I'm using apache storm 2.4.0 version and we want all our metrics need to be exposed. So, we created an service that accepts all the metrics in time being and will expose the metrics on /metrics end point. storm uses drop-wizard metrics and I'm converting them to prometheus metrics by the above process. This whole setup is done on kubernetes after making few changes to actual code to storm 2.4.0 version. About kubernetes set up, I have nimbus pod and supervisor pod and zookeeper pod differently. Those all are connected (Should these two supposed to be in one pod not sure).
topology.metrics.reporters:
# Prometheus Reporter
- class: "com.example.storm.PrometheusStormReporter"
daemons:
- "supervisor"
- "nimbus"
- "worker"
report.period: 60
report.period.units: "SECONDS"
storm.metrics.reporters:
# Prometheus Reporter
- class: "com.example.PrometheusStormReporter"
daemons:
- "supervisor"
- "nimbus"
- "worker"
report.period: 60
report.period.units: "SECONDS"
the above reporter will make a post call to our service where all the metrics are being populated.
I have converted drop-wizard metrics to prometheus metrics and making a POST call to our service. I have reduced the time to 5 seconds and 10 seconds from 60 seconds. But there is a large difference between what storm is processing and what we are seeing on /metrics end point.

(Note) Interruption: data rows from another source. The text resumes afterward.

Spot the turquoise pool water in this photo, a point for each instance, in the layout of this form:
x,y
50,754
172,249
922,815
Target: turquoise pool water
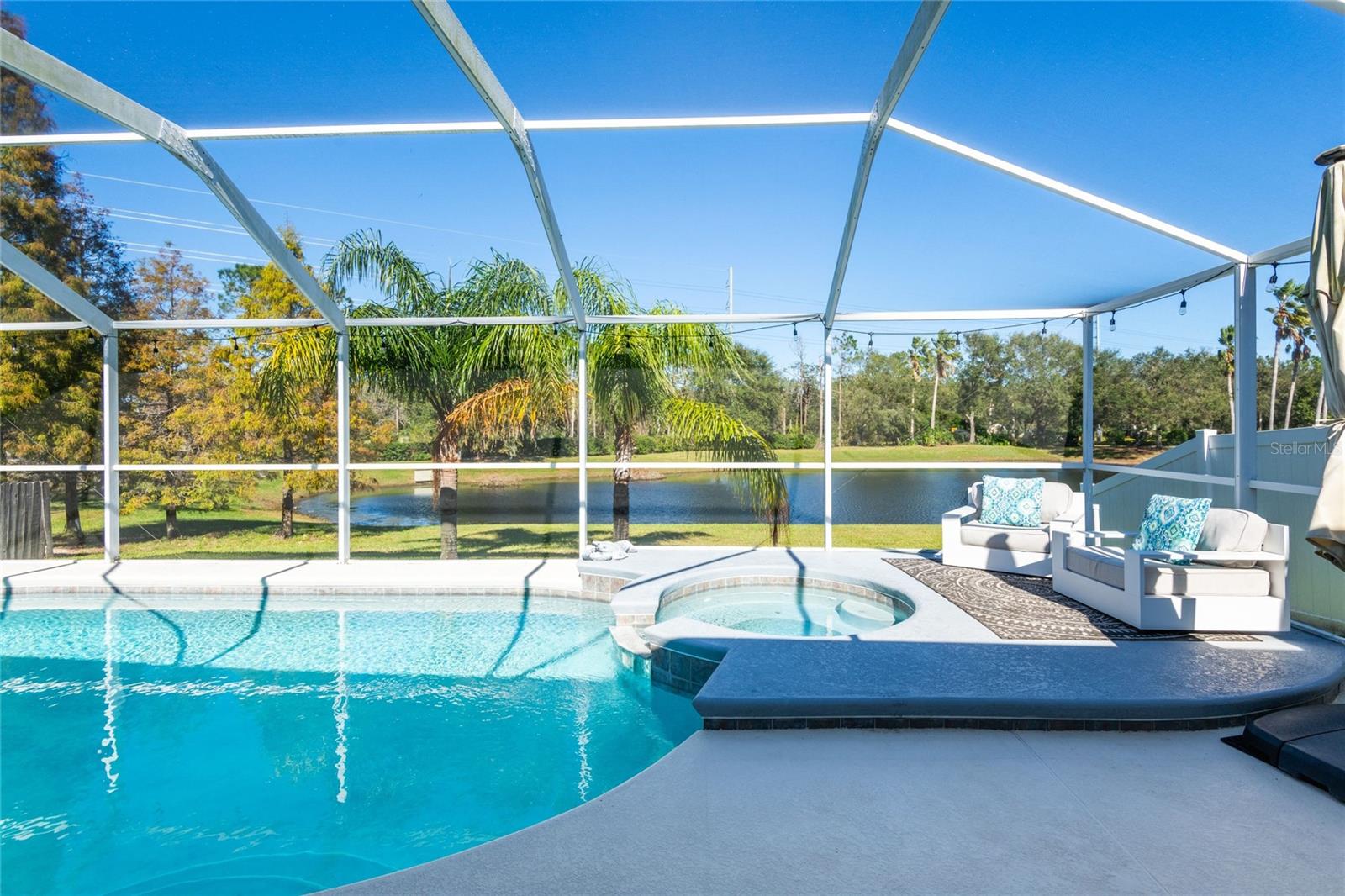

One other way I tried is pushing the metric when I want in the execute method of the bolts(sequential with the my current logic). This way, I was adding exactly the metrics and move them accordingly. But this adds up to the processing time (which I don’t want). If posting fails I need to fail the tuple explicitly and add storm retry for this.
Do I need to shift to push-gateway? Or any other way I can get full metrics.